Within Einstein's general theory of relativity there is an effect known as "gravitational redshift," in which light becomes redder because of the influence of gravity; the wavelength of a photon, or light particle, gets longer and appears redder as the wavelength climbs farther away from a gravitational well. 

A gravitational well is the pull of gravity exerted by large bodies in space, like Earth. Under this effect, clocks on Earth's surface actually run slower than clocks far away and experiencing less gravity, so clocks on orbiting satellites run slower. Because of this, redshift has to be factored into calculating positions on Earth with GPS.

Now, while scientists have found absolute evidence of this effect in our solar system, they have found less evidence farther away because the observations are more difficult to make. But now, in a new study, researchers have spotted gravitational redshift in a two-star system a whopping 29,000 light-years (200,000 trillion miles or 321868800000000 kilometers) away called 4U 1916-053. 

Related: Einstein's theory of relativity explained (infographic)

Scientists have observed gravitational redshift, an effect predicted by Albert Einstein in the double star system 4U 1916-053. (Image credit: NASA/CXC/M.Weiss)

This far-off system consists of a dense core remaining from a star that's had its outer layers stripped away, and a neutron star, which is even denser and is created when a massive star collapses in a supernova. The pair are orbiting just 215,000 miles (346,000 km) from one another, or about the distance between Earth and the moon. 

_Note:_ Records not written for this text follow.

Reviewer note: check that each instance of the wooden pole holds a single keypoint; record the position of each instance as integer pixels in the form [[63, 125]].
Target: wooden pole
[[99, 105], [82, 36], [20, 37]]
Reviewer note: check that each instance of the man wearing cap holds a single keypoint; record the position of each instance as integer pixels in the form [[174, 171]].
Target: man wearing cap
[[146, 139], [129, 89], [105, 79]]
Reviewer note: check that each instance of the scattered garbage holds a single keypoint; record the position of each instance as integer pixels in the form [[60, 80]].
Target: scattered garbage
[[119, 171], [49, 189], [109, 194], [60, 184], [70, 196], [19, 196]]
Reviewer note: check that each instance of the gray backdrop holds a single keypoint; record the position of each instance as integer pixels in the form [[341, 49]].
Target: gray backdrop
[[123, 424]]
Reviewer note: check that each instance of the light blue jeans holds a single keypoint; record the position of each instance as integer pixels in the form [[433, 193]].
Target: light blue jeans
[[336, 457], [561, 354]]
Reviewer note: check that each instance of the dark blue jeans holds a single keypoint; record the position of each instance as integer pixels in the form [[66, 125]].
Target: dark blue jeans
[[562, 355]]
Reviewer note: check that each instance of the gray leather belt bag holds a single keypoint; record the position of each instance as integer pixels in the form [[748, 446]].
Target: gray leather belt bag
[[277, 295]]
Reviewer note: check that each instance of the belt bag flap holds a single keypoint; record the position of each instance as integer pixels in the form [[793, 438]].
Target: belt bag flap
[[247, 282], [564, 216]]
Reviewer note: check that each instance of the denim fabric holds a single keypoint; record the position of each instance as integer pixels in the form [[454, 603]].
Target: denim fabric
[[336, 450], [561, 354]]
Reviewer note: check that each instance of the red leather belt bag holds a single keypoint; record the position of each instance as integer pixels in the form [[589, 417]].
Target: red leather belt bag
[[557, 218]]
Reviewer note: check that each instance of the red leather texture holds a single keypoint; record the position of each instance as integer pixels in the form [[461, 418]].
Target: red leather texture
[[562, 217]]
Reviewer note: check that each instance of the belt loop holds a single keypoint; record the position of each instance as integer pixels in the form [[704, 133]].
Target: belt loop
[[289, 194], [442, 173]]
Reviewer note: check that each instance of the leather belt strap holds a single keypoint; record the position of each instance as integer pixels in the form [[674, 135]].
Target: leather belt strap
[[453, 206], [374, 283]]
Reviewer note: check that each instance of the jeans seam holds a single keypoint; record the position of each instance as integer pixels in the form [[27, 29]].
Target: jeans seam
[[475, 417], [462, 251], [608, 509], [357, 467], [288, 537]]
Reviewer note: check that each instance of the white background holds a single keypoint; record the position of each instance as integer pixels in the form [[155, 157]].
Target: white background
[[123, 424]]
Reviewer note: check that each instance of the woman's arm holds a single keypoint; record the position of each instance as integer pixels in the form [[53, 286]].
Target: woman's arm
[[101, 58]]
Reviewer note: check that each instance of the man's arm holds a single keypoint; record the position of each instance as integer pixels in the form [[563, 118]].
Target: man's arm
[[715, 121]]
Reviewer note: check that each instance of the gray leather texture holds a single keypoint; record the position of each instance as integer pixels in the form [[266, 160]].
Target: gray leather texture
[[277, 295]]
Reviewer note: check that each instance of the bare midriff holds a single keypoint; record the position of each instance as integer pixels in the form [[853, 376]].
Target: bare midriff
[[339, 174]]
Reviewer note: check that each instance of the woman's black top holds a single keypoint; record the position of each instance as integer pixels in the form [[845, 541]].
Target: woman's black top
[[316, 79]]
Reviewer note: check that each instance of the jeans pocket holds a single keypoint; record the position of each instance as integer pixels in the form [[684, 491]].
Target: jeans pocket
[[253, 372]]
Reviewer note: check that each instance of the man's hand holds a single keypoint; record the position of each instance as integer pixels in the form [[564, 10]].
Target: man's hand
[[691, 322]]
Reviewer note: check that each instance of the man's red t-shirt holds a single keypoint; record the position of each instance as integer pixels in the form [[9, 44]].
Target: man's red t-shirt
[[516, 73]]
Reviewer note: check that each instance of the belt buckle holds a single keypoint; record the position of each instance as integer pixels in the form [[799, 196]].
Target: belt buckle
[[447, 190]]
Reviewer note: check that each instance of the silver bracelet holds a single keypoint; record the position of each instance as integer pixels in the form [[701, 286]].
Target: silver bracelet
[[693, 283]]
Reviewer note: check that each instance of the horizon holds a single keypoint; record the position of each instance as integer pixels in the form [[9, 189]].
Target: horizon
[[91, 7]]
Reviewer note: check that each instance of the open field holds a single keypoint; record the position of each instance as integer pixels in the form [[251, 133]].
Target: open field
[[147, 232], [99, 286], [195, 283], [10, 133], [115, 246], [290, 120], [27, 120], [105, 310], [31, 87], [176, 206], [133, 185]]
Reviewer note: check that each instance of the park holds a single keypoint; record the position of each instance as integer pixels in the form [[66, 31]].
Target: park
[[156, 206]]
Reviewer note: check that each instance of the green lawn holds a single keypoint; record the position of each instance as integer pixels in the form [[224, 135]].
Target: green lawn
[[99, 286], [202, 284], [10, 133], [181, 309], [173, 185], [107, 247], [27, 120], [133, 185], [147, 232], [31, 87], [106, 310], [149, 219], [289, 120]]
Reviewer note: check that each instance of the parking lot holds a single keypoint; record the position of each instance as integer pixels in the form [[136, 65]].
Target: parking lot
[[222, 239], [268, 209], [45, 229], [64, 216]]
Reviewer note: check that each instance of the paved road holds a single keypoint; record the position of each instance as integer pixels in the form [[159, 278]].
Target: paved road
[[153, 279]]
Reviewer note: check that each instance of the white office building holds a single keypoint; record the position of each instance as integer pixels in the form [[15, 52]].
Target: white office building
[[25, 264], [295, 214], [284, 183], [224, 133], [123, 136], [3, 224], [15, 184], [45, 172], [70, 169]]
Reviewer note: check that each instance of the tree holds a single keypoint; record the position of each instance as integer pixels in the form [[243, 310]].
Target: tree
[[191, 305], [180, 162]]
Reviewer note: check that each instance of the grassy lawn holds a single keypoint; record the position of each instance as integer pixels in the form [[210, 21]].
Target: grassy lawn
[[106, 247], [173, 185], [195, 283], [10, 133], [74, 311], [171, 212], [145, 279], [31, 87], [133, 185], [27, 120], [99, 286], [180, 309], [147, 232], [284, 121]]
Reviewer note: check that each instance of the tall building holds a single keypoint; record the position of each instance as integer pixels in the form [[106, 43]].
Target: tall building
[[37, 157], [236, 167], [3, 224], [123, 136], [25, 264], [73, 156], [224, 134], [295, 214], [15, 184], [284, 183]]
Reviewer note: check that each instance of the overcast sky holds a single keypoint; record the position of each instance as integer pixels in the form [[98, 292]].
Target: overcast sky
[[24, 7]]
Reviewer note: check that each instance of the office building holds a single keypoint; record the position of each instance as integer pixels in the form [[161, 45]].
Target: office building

In this new study, researchers using NASA's Chandra X-ray Observatory not only discovered this system but also were able to show the effects of gravitational redshift. The scientists did this by analyzing X-ray spectra, or the amount of X-rays absorbed at different wavelengths, of the stars in this system. 

Not only is this an important discovery because it is outside of our solar system, but it is the first strong evidence of this effect in a two-star system that has had either a neutron star or black hole, according to a statement from the Chandra X-ray Observatory. The scientists have won more time with Chandra in the upcoming year to study the system in more detail, according to the statement. 

This work was accepted for publication to the Astrophysical Journal Letter; a version of the paper was uploaded to the preprint server arXiv.org on Aug. 3.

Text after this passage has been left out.